Dia De Los Muertos (Day of the Dead) was celebrated on campus earlier this month with activities for the whole family sponsored by Raices Unidas, the Latinx student organization.
Festivities began with a screening of the film Coco and sugar skull painting, which produced colorful decorations for the second activity: construction of an Ofrenda, or memorial altar, on the skyway level of Helland Center.
Other items, such as pictures, wedding rings, and small objects along with food, candles, cut paper designs and flowers adorned the Ofrenda, celebrating the lives of loved ones who have passed away.
The celebration culminated with a lively party on Nov 1 that included cultural performances from the Mexico-Lindo Folkloric Group, native Aztec dancers and a copal burning ceremony.
Traditional foods such as pan de muerto, bread decorated with bones and skulls made from dough, and champurrado, a traditional corn-based chocolate drink were enjoyed by those in attendance.
Faculty member Alejandro Maya, head of the Spanish Department, was the featured speaker and explained in depth the holiday’s history and symbolism to the guests, and the way other cultural traditions have influenced the holiday over time.
“Day of the Dead is a fusion of European Catholic traditions of the Spanish, with ancient Aztec and Mayan traditions that honored the spirits of departed loved ones,” Maya said.
The iconic Catrina (Elegant Skull) figure, the most recognized symbol of the holiday, was popularized by prominent Mexican painter Diego Rivera, who embellished upon the work of cartoonist Jose Guadalupe Posada.
“[Posada] was very critical of the dictatorship at the time. [They were] trying to emulate the European aristocracy.
“The cartoonist was trying to depict with the cadavers the idea of living people as being dead inside but trying to show off on the exterior with their European customs.

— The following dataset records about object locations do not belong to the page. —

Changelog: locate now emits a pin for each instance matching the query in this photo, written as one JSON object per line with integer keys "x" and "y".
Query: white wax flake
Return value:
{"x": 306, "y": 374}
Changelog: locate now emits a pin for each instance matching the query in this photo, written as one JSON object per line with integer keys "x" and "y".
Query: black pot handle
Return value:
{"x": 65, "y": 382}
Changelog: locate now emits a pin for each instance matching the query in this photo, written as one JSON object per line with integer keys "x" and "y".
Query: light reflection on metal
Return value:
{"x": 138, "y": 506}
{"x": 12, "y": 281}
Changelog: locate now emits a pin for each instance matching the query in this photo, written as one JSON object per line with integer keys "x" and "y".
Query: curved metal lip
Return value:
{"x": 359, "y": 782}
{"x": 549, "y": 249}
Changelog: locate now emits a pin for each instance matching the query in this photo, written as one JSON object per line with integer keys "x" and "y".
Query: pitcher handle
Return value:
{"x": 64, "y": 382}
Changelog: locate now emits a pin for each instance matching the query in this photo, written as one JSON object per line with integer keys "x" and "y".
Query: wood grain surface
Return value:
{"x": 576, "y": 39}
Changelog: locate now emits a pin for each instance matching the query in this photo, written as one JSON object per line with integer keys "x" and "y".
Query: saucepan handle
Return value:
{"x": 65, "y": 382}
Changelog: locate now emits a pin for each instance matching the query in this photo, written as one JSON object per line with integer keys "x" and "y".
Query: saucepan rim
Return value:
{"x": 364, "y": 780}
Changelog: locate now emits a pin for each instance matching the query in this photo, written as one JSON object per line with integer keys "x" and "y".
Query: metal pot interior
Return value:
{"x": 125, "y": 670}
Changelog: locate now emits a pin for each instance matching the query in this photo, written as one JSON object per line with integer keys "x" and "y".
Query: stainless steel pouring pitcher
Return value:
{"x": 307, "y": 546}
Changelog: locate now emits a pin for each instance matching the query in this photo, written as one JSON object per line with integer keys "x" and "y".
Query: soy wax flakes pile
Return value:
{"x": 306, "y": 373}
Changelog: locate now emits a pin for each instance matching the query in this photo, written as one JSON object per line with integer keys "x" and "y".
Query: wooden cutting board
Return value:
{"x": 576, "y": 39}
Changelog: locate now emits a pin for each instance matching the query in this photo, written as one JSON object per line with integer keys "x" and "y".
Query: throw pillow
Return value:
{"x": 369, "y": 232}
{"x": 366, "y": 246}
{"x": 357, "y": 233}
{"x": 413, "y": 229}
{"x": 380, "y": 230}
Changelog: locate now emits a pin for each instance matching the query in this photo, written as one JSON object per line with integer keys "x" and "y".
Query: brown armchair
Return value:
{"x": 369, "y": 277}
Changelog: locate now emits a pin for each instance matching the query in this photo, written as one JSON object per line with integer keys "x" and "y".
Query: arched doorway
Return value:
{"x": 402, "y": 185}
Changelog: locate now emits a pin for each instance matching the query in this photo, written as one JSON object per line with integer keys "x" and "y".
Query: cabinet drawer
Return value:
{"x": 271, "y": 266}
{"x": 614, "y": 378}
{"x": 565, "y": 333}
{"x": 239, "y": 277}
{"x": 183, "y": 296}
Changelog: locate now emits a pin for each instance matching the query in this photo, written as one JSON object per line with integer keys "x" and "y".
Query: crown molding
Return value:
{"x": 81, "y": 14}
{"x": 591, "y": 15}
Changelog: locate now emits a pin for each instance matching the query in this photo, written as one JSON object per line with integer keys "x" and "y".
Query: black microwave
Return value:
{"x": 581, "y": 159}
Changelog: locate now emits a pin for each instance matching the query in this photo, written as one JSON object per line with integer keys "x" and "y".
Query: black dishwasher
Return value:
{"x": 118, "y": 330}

“It was a critique of the people in the government trying to be something that they were not,” he said.
According to Maya, Posada originally designed the images of cadavers with clothing, having celebrations, going dancing and engaging in everyday lives to depict the idea of death as just another part of life.
“In the Aztec tradition, death doesn’t mark the end of life, but is part of the cycle of life. It is the beginning of another journey,” said Maya.
“Dia De Los Muertos is more than just a celebration and shouldn’t be appropriated to sell products, or to advertise happy hours or fiestas,” said Raices Unidas President Karina Vega Morales.
“It is our heritage. It is not Halloween.”